Transfer documentation records that the evidence was received by a specific person, in a specific condition, at a specific time. Both the person releasing the evidence and the person receiving it must sign. The documentation must capture the condition of the packaging, sealed, tamper-evident seal intact, no visible damage, so that any later degradation can be located in time.
Most chain-of-custody failures are not deliberate, they are procedural gaps that accumulate under pressure.
The forensic nurse is at the originating end of the chain, which makes her both the most critical and the most time-pressured link. A busy emergency department at 3 a.m. with three simultaneous presentations is the environment in which chain-of-custody errors are most likely. Knowing where they typically occur is the practical foundation for preventing them.

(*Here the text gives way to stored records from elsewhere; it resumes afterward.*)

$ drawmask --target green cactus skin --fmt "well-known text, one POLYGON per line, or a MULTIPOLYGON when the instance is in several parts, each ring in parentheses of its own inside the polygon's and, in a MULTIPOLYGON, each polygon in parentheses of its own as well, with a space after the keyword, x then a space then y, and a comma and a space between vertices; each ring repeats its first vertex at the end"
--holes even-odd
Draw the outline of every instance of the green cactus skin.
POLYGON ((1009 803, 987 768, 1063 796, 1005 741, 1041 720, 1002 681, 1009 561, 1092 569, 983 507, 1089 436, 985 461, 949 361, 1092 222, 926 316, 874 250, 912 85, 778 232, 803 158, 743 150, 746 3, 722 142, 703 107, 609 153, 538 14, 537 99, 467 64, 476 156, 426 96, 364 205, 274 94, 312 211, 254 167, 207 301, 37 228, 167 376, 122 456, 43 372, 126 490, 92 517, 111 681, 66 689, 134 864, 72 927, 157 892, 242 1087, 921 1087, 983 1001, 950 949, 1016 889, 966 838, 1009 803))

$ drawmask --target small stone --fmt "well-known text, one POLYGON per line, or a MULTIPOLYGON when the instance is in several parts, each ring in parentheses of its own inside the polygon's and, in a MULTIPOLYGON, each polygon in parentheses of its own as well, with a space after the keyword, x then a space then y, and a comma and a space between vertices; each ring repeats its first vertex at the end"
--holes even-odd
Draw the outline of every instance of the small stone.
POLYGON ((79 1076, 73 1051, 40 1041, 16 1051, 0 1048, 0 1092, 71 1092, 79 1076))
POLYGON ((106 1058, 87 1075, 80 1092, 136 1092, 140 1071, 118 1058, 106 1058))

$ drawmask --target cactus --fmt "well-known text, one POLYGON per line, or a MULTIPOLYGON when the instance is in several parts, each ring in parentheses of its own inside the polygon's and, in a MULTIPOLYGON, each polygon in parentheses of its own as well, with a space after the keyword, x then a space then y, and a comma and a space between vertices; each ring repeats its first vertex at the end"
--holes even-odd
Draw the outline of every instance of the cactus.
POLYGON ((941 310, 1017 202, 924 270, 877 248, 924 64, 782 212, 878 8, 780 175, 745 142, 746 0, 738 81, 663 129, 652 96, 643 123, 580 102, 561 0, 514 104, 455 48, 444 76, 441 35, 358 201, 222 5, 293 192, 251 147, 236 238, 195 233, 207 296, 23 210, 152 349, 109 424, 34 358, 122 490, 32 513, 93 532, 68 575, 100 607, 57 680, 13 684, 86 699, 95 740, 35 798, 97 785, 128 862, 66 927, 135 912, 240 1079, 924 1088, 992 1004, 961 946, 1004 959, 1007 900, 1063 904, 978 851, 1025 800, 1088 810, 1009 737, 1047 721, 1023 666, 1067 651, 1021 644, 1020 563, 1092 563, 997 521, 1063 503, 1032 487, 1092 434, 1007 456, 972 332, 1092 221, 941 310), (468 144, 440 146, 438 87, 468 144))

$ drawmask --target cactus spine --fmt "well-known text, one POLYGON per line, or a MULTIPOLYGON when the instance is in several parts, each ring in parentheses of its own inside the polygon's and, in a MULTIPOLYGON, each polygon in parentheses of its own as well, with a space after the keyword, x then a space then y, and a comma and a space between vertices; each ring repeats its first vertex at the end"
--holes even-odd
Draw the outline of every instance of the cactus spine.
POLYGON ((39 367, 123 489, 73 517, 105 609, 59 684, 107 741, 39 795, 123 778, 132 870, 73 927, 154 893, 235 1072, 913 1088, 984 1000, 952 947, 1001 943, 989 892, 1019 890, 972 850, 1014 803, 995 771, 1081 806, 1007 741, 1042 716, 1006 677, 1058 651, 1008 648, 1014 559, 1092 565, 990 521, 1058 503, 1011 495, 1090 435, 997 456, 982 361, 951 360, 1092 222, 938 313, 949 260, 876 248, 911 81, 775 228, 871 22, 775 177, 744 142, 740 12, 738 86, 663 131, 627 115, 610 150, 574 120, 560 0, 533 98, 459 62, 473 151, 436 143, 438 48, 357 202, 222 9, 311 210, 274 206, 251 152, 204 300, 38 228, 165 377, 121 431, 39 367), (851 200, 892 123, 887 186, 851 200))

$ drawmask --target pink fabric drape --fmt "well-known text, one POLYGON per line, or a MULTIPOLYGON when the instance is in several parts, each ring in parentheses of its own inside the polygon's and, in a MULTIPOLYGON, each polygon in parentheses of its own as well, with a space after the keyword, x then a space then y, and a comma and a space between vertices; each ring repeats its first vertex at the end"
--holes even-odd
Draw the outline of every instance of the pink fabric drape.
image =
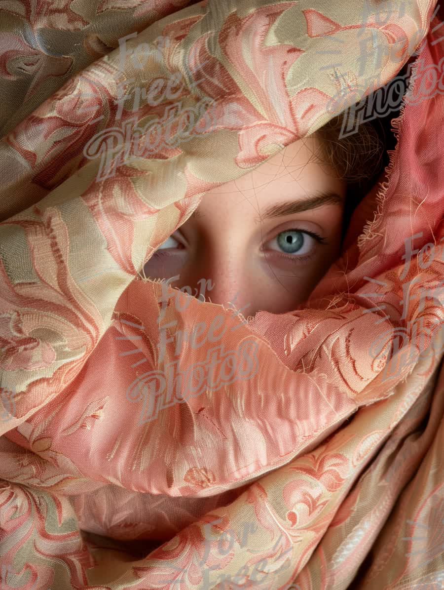
POLYGON ((0 16, 2 588, 442 588, 442 8, 0 16), (385 181, 308 301, 246 321, 141 278, 209 189, 409 60, 385 181))

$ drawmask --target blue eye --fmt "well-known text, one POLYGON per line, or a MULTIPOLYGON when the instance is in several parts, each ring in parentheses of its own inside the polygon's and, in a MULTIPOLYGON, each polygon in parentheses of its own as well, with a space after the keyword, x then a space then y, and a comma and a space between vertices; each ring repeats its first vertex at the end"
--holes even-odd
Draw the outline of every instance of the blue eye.
POLYGON ((325 238, 312 231, 302 230, 287 230, 281 231, 269 242, 271 250, 280 250, 286 254, 310 255, 315 250, 315 241, 324 244, 325 238))
POLYGON ((175 244, 175 243, 174 243, 175 242, 176 242, 176 244, 178 244, 179 243, 177 242, 177 240, 176 240, 175 238, 173 238, 172 237, 172 235, 170 235, 169 237, 169 238, 167 238, 167 239, 165 240, 165 241, 163 244, 160 244, 160 245, 159 247, 159 248, 157 248, 157 250, 166 250, 167 248, 175 248, 176 247, 176 244, 175 244))
POLYGON ((300 250, 304 245, 304 236, 301 231, 290 230, 282 231, 277 237, 278 245, 285 254, 292 254, 300 250))

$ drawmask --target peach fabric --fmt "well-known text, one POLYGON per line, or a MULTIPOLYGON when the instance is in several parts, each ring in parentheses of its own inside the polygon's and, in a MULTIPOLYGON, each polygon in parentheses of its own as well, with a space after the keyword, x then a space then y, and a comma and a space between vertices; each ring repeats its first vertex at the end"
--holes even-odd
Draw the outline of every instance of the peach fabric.
POLYGON ((313 5, 0 6, 2 588, 444 586, 444 88, 430 73, 444 12, 313 5), (127 48, 168 42, 122 64, 131 33, 127 48), (162 286, 139 276, 153 249, 209 189, 326 123, 338 92, 346 109, 409 60, 386 180, 310 300, 246 320, 176 293, 176 338, 221 314, 223 333, 177 352, 172 329, 160 355, 162 286), (119 119, 119 84, 175 74, 177 97, 119 119), (98 133, 178 100, 208 107, 186 141, 116 156, 97 179, 98 133), (174 379, 215 349, 249 352, 251 373, 180 399, 174 379))

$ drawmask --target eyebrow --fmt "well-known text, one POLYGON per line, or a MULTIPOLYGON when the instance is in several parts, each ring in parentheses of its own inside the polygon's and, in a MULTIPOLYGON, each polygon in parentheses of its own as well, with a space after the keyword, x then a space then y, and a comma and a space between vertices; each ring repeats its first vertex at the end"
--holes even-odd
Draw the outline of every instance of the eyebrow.
POLYGON ((308 199, 287 201, 278 205, 272 205, 267 207, 261 214, 258 219, 255 221, 259 221, 262 219, 272 219, 274 217, 301 213, 311 209, 317 209, 318 207, 321 207, 324 205, 342 205, 343 202, 343 197, 337 193, 330 191, 318 191, 310 195, 308 199))
MULTIPOLYGON (((262 219, 272 219, 274 217, 283 217, 284 215, 294 215, 295 213, 301 213, 308 211, 312 209, 317 209, 324 205, 342 205, 344 202, 343 197, 336 192, 331 191, 320 191, 313 193, 307 199, 298 201, 286 201, 278 205, 272 205, 267 207, 259 217, 255 219, 256 223, 260 222, 262 219)), ((190 219, 199 219, 204 217, 200 211, 195 209, 190 215, 190 219)))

| Break type | How it typically happens | Consequence |
|---|---|---|
| Unlabelled specimen | Swab placed in envelope before label is written, label applied later from memory or in wrong location | Disputed identification; defence challenges that the sample matches the patient |
| Unsigned or undated seal | Seal applied but nurse forgets to initial and date across it | Cannot prove when or by whom the container was sealed; suggests possible later opening |
| Wet swab sealed immediately | Time pressure; nurse does not air-dry before packaging | Mould growth degrades DNA; lab reports no DNA or degraded profile |
| Break in personnel signature | Evidence placed in locker by one officer, collected by another with no formal transfer entry | Gap in possession record; defence argues sample was accessed without documentation |
| Incorrect storage temperature | Kit placed in main refrigerator alongside patient food rather than dedicated evidence refrigerator | Possible contamination and disputed storage conditions; weight reduced |
| Evidence released to non-authorised person | Kit handed to a detective without a formal transfer signature because the nurse was busy and assumed it was routine | Gap in documented possession; cannot prove who had the kit or when |
A forensic nurse collects a vaginal swab that is visibly moist with biological fluid. What should she do before packaging the swab?